Waarom is er in weldenkende kringen een taboe ontstaan die zegt: blijf van "Europa" af
Hoe komt het toch dat de algemene opinie zo tiraniek kan worden? Je hoeft maar de minste twijfel te uiten over Europa of je bent een extremist. Erger, een “rechtsextremist”. Merkwaardig.
Negen jaar geleden kon je nog rustig je bezwaren uiten over de koers die Europa opging, tegen het “verdrag tot vaststelling van een Grondwet voor Europa” stemmen (referendum van 1 juni 2005) en daarvoor openlijk uitkomen zonder daarbij door allerlei weldenkende mensen scheel te worden aangekeken. Waag het vandaag de dag aan het heilige huisje Europa te komen – je haalt je de woede en verontwaardiging van diezelfde weldenkende mensen op de hals. Lelijke “euroscepticus”! Ja, hoe zou dit toch komen?

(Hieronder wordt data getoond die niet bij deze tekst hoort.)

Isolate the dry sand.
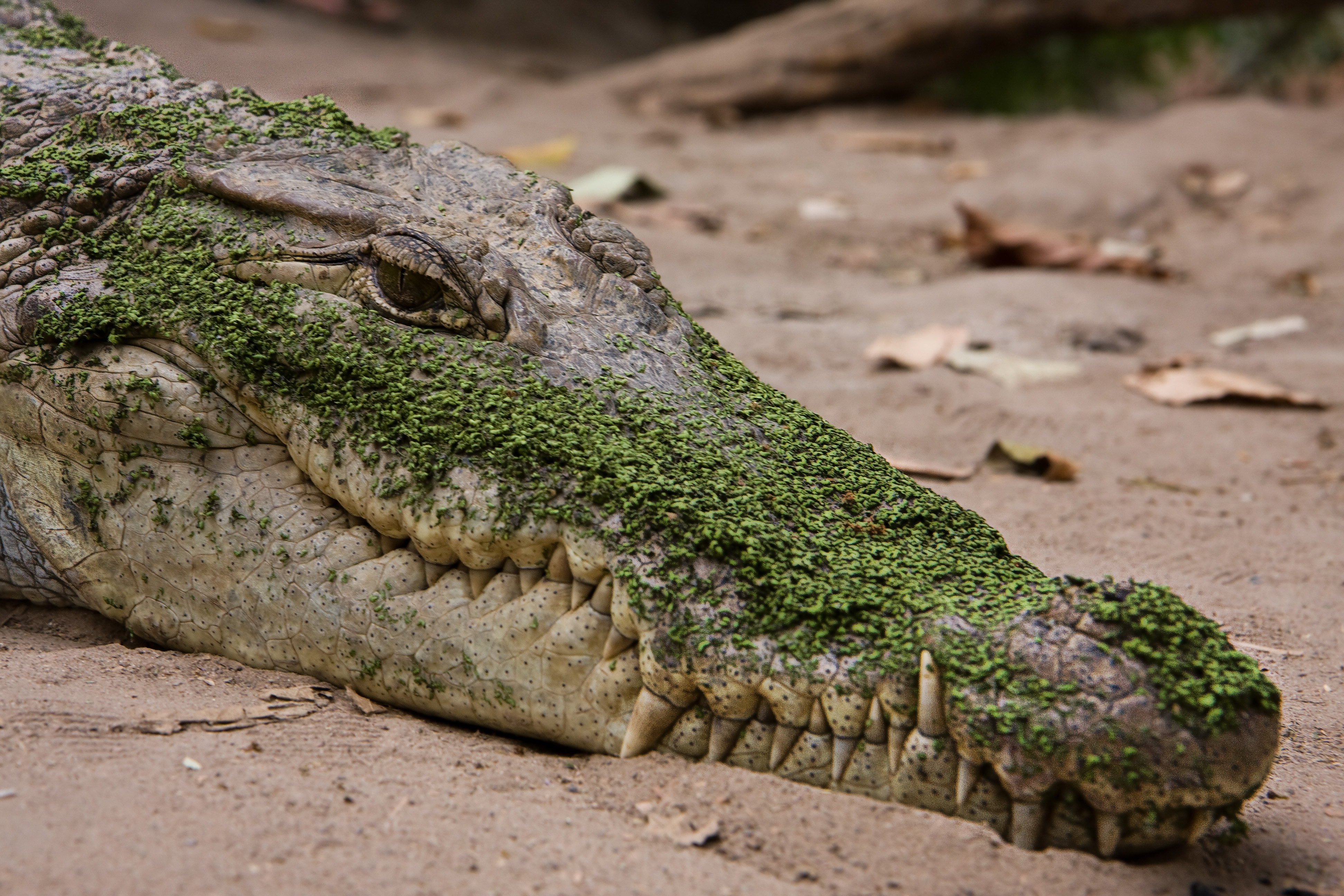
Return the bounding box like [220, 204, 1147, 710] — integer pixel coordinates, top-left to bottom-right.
[0, 0, 1344, 896]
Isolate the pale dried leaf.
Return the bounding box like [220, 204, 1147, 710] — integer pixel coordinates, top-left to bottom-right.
[863, 324, 970, 371]
[948, 348, 1082, 388]
[822, 130, 955, 156]
[985, 439, 1081, 482]
[1208, 314, 1306, 348]
[345, 685, 387, 716]
[882, 454, 978, 479]
[649, 811, 720, 846]
[1123, 367, 1325, 408]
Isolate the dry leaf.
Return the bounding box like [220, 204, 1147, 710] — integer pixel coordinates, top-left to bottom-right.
[569, 165, 666, 208]
[957, 203, 1170, 278]
[798, 196, 853, 220]
[863, 324, 970, 371]
[615, 202, 723, 234]
[1227, 641, 1306, 657]
[402, 106, 466, 128]
[1208, 314, 1306, 348]
[500, 134, 579, 169]
[345, 685, 387, 716]
[1123, 359, 1326, 408]
[191, 16, 257, 40]
[882, 454, 978, 479]
[942, 159, 989, 184]
[1180, 162, 1251, 203]
[649, 811, 720, 846]
[822, 130, 955, 156]
[985, 439, 1079, 482]
[946, 348, 1083, 388]
[257, 685, 330, 702]
[136, 719, 181, 735]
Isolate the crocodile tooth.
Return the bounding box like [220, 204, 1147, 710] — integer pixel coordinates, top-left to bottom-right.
[831, 736, 859, 786]
[957, 756, 980, 809]
[593, 572, 613, 617]
[1097, 811, 1120, 858]
[546, 544, 578, 586]
[887, 716, 914, 775]
[570, 579, 593, 610]
[466, 567, 500, 598]
[1008, 802, 1046, 849]
[517, 570, 546, 594]
[1188, 809, 1214, 842]
[621, 688, 685, 759]
[863, 700, 887, 744]
[808, 700, 831, 737]
[704, 716, 750, 762]
[602, 626, 638, 662]
[770, 725, 805, 771]
[919, 650, 948, 737]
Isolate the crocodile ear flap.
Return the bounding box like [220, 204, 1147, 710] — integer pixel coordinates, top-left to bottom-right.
[186, 162, 378, 238]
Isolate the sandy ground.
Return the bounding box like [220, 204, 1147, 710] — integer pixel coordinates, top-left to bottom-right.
[0, 0, 1344, 896]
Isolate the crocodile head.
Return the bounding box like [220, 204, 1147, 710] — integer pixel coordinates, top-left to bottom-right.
[0, 6, 1278, 856]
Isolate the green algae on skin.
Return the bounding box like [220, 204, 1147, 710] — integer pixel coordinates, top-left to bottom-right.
[0, 32, 1278, 751]
[43, 170, 1277, 751]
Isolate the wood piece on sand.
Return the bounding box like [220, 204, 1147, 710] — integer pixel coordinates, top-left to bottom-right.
[1123, 360, 1326, 410]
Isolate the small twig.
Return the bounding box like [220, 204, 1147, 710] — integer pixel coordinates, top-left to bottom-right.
[1229, 641, 1306, 657]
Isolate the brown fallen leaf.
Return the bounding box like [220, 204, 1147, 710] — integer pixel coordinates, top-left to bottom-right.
[1227, 641, 1306, 657]
[942, 159, 989, 184]
[345, 685, 387, 716]
[500, 134, 579, 169]
[257, 684, 332, 702]
[606, 200, 723, 234]
[1180, 162, 1251, 204]
[822, 130, 955, 156]
[1123, 359, 1326, 408]
[402, 106, 466, 128]
[191, 16, 257, 40]
[649, 811, 720, 846]
[863, 324, 970, 371]
[882, 454, 980, 479]
[136, 719, 181, 735]
[946, 347, 1082, 388]
[957, 203, 1170, 278]
[985, 439, 1079, 482]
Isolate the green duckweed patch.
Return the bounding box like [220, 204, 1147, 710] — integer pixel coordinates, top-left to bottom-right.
[0, 29, 1277, 752]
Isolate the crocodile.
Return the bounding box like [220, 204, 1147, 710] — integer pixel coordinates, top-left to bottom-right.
[0, 0, 1279, 857]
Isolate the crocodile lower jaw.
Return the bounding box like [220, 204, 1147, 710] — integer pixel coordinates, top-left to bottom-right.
[352, 548, 1232, 857]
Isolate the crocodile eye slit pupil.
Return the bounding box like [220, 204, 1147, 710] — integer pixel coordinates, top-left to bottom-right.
[378, 261, 442, 310]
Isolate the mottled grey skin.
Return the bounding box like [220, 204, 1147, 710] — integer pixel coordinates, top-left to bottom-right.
[0, 3, 1277, 855]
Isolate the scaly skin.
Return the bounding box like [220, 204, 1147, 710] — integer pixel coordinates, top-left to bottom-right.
[0, 0, 1278, 856]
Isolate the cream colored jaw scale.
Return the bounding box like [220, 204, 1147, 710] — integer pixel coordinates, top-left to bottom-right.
[403, 544, 1215, 857]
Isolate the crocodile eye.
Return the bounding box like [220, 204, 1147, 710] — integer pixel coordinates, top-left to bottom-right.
[378, 261, 444, 312]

Is het omdat de rechts-extremisten alle kritiek op Europa naar zich toe hebben weten te trekken om er hun exclusieve zaak van te maken? Hoe is ze dit gelukt? Het zijn beslist niet alleen de PVV, de Front National enzovoort, die zo hun bezwaren hadden tegen de Europese eenwording. De rechts-extremisten ging het in hun kritiek voornamelijk om het verlies van de nationale soevereiniteit. Anderen zaten hier niet mee, wat hen dwars zat, was het marktdenken dat in steeds sterkere mate en op steeds exclusiever wijze de geest van deze eenwording ging bepalen. Noem ze links (voor mijn part).
Geleidelijk aan hebben de extreem rechtse partijen hun stellingname ten gunste van nationale soevereiniteit aangevuld met een economische kritiek die ze uit de linkerhoek overnamen. Althans, daar lijkt het op. We hebben ze met de jaren hun betoog al knutselend zien aanpassen, nu stellen ze zich op als hét grote bolwerk tegen de extreem liberale dreiging die van Europa uitgaat, de laatste toevlucht voor al degenen die van de afbraak van de publieke sectoren alles te vrezen hebben. Leugenpraat en hypocrisie. Waar ze hun succes natuurlijk, en helaas, aan te danken hebben, is dat ze overal pasklare antwoorden op hebben.
Neem Griekenland – drie jaar geleden was Griekenland nog een “bodemloze put” waar onze regeerders onze belastingcenten in wilden gooien, nu hebben Le Pen en Wilders begrepen de zaak toch wat ingewikkelder in elkaar zit, en dat het niet gaat om geschuif van geld van één land naar het andere. Pasklare antwoorden (zolang je maar gauw vergeet wat ze gisteren zeiden), mensen aanspreken op angstbeelden, we kennen het succes dat demagogen daarmee oogsten. Ik zeg niets nieuws. Waar het mij om gaat, is om te begrijpen waarom er in weldenkende kringen een taboe is ontstaan die zegt: blijf van “Europa” af.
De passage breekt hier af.